George, Lola, and Lionel watched with alarm as I barreled through my front door and went straight to the windows. I yanked down the blinds—I didn’t want to know what was going on in the apartment opposite. As I collapsed onto the sofa, I recognized the searing ache from my solar plexus to my gut—I’d felt it before.
Betrayal.
Julia and Reuben were the one emotional constant I had in my life. I’d seen their love expressed so clearly in their mannerisms, their routines. They were the one piece of evidence I had that real, romantic love existed beyond screens. And it was all a lie.
What hurt even more was that it was all happening with someone I’d trusted. I’d revealed so much of myself to Sylvie—my fears about love, my nonexistent sexual history, the kiss with Sebastian. Parts of myself I’d worked so hard to keep hidden. But she’d told me nothing. I didn’t even know she was in a new relationship.

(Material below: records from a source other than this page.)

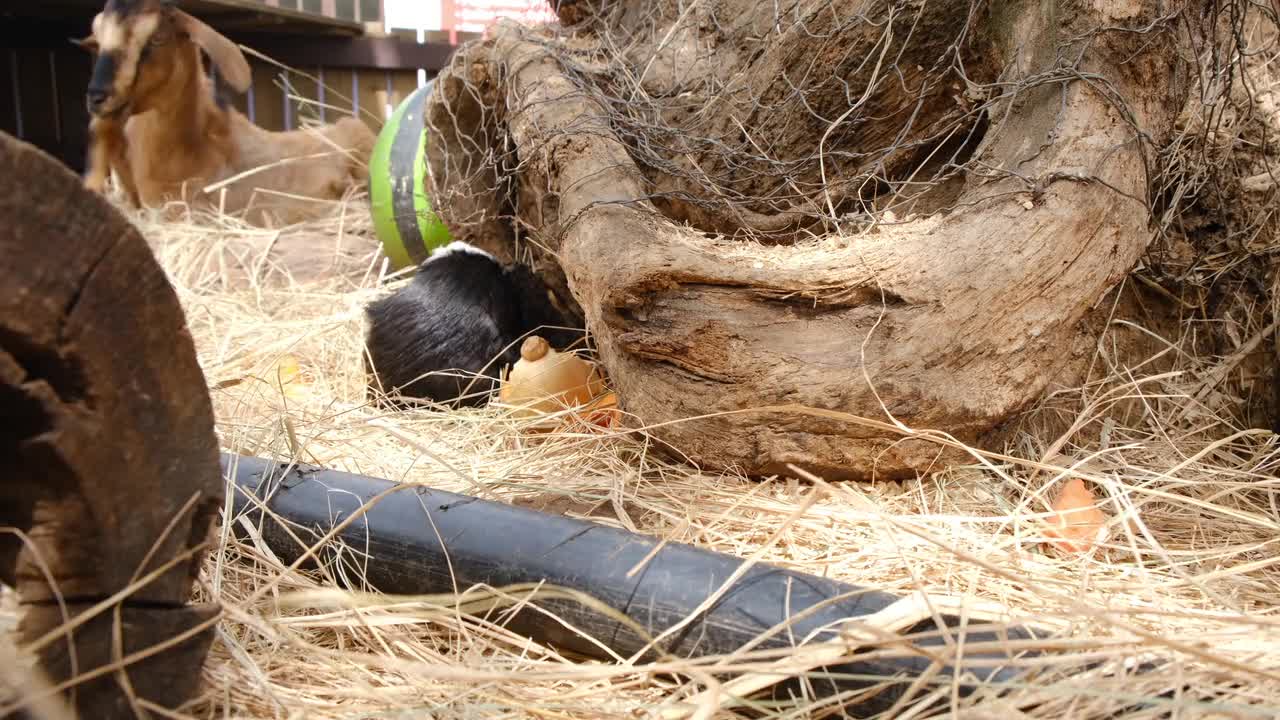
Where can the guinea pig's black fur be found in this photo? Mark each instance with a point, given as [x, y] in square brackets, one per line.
[448, 333]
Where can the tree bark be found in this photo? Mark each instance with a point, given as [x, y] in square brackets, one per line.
[952, 319]
[108, 456]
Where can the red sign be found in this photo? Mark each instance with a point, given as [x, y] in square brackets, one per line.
[478, 16]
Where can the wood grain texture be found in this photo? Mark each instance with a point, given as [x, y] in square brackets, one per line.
[106, 433]
[950, 322]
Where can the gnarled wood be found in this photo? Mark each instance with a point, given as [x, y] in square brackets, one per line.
[106, 440]
[952, 320]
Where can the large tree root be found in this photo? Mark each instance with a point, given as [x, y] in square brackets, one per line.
[951, 322]
[110, 477]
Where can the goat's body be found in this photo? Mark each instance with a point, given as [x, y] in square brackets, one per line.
[177, 140]
[287, 174]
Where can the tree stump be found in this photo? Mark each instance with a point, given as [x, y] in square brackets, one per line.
[645, 155]
[109, 458]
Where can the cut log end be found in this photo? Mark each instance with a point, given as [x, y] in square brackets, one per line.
[106, 434]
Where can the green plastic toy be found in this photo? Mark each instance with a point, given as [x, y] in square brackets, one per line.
[403, 219]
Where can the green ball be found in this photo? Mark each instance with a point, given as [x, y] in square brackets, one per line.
[397, 186]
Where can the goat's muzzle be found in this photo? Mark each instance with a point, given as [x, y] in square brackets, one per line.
[96, 99]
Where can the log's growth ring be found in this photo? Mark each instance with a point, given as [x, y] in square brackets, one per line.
[108, 458]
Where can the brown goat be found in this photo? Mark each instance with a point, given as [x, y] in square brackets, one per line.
[158, 124]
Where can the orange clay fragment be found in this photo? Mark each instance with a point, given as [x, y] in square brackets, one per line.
[1077, 523]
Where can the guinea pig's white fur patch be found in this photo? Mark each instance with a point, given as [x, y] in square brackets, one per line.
[458, 246]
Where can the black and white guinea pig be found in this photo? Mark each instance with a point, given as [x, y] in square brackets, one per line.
[448, 333]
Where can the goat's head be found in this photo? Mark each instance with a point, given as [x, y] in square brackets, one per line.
[140, 44]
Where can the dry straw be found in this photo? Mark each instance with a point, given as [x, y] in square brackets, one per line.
[1189, 577]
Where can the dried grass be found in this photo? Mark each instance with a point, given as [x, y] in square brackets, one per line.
[1191, 575]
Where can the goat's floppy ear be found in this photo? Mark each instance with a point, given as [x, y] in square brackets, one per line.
[88, 44]
[231, 62]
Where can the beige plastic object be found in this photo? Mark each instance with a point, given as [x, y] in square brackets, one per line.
[545, 381]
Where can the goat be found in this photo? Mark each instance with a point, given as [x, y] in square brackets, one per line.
[448, 333]
[158, 124]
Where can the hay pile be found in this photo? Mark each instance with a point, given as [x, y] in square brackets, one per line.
[1189, 577]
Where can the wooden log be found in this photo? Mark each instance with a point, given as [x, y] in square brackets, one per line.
[106, 442]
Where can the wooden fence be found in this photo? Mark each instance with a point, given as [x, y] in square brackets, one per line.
[42, 77]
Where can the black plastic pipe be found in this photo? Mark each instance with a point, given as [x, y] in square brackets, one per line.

What kind of friendship was that?
I pushed my forehead against my palms, wishing I could delete the memory of what I’d seen. But sitting still only made me more anxious. I began pacing laps around my living room, ignoring the concern on my pets’ faces.
Unsure how else to calm myself, I did the thing I knew best. I switched off my emotions, pushing them away until I felt numb, and I refocused on the one thing I could control: finding Hugo for Claudia.